Bach to the future, for the Olympic Movement

17 December 2013 Comments 0

I heard news this week which gives me genuine cause for optimism in 2014 and beyond.

The IOC released details of an initiative inspired by its new President which promises the sort of pro-active stance the movement hasn’t seen for years. This stance reinforces our messaging in our Pure Sport campaign that WADA needs better funding and autonomy.

Just a couple of months into his new role, Thomas Bach has announced new proposals to tackle doping and match fixing in sport. It’s a move that could radically change the IOC’s historic approach to the problems that continually eat away at the integrity of sporting competition.

At last, someone it seems, is prepared to actually DO something. Many of Herr Bach’s predecessors have ended their terms of office with glowing reputations that have largely been bestowed upon them by career-minded sycophants. You may recall that I recently criticised Jacques Rogge’s tenure for its lack of action despite the smiles and mutual backslapping that suggested otherwise. Credit where it’s due and President Bach should be applauded for taking the initiative and raising his head above the parapet so quickly after being awarded his Presidential stripes.

At the heart of this plan is the IOC’s commitment to invest 20 million dollars after what was described as an “unprecedented four-day brainstorming session” on the future of the Olympics.

The IOC board has agreed a 10 million dollar fund to research new and improved methods to catch dopers and a further 10 million dollars to “protect the clean athlete from any kind of manipulation or corruption.” As I see it, this could mean anything from peer pressure to take Performance Enhancing Drugs or incitement to fix the outcome of a game or match. So bravo, Mr. President, there’s still a long way to go, but after just three months in the chair, it’s a bloody good start!

This of course, is not a guarantee of success and right now, my delight at the news and the congratulatory tone here, remain conditional on something actually happening.

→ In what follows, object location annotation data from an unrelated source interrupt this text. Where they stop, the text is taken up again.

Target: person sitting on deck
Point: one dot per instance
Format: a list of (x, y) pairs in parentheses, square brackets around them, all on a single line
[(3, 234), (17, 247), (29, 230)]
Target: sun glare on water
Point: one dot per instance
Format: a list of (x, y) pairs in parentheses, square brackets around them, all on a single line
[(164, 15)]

All the same, it’s refreshing to know that problems are being acknowledged and finally being confronted.

There will, of course, be the question of whether it’s enough. Is twenty million really going to make a difference? As I said, it’s a start and the proof of the pudding will be how the money is spent plus it hopefully will give rise to further investment, greater research and better competition. In short, it’s the thin end of the wedge and a wedge that may just help save the Olympic movement (and sport in general) from falling into the abyss.

Yes, it will take time. The President’s vision surrounds; “the Olympic Agenda 2020” – no doubt a reference to the timescale he anticipates, but wouldn’t it be great if it also illustrates the all-round vision and commitment he has for the Olympic movement and world sport?

The IOC has also asked national governments to contribute an additional 10 million dollars to World Anti-Doping Agency funds so WADA can conduct its own research projects. Again, it’s great news, but I trust this will be an improvement that allows WADA to maintain – and strengthen its own independence and not the first move in the IOC using the power of the purse to take WADA under its wing and direct their activities. It’s crucial that WADA remains independent and isn’t compromised because the IOC has given them extra funding. Independence for WADA is one of the fundamental principles we advocated around the world during the recent Pure Sport tour I did with Ben Johnson, along with greater funding. However pro-active the new President wants the IOC to be, it must be so with an independent WADA at its side. Otherwise, WADA simply becomes an IOC lap dog – and that simply won’t work.

We all own sport. Sports federations and administrators are the custodians of sport on behalf of the people of the world. They have a responsibility to each and every one of us and history tells that they let us down on so many occasions with their incestuous, self-preservation and inactivity.

There is still a long way to go, but the news that the new President is seemingly prepared to grasp the nettle and get on with it is a two-fold message. Firstly, it begs the question of why it was so apparently beyond his predecessors and secondly, it proves that where there’s a will there might just be a way. Fingers crossed.

Herr Bach, you taken the first steps on a long and probably difficult journey, but I do so hope you succeed.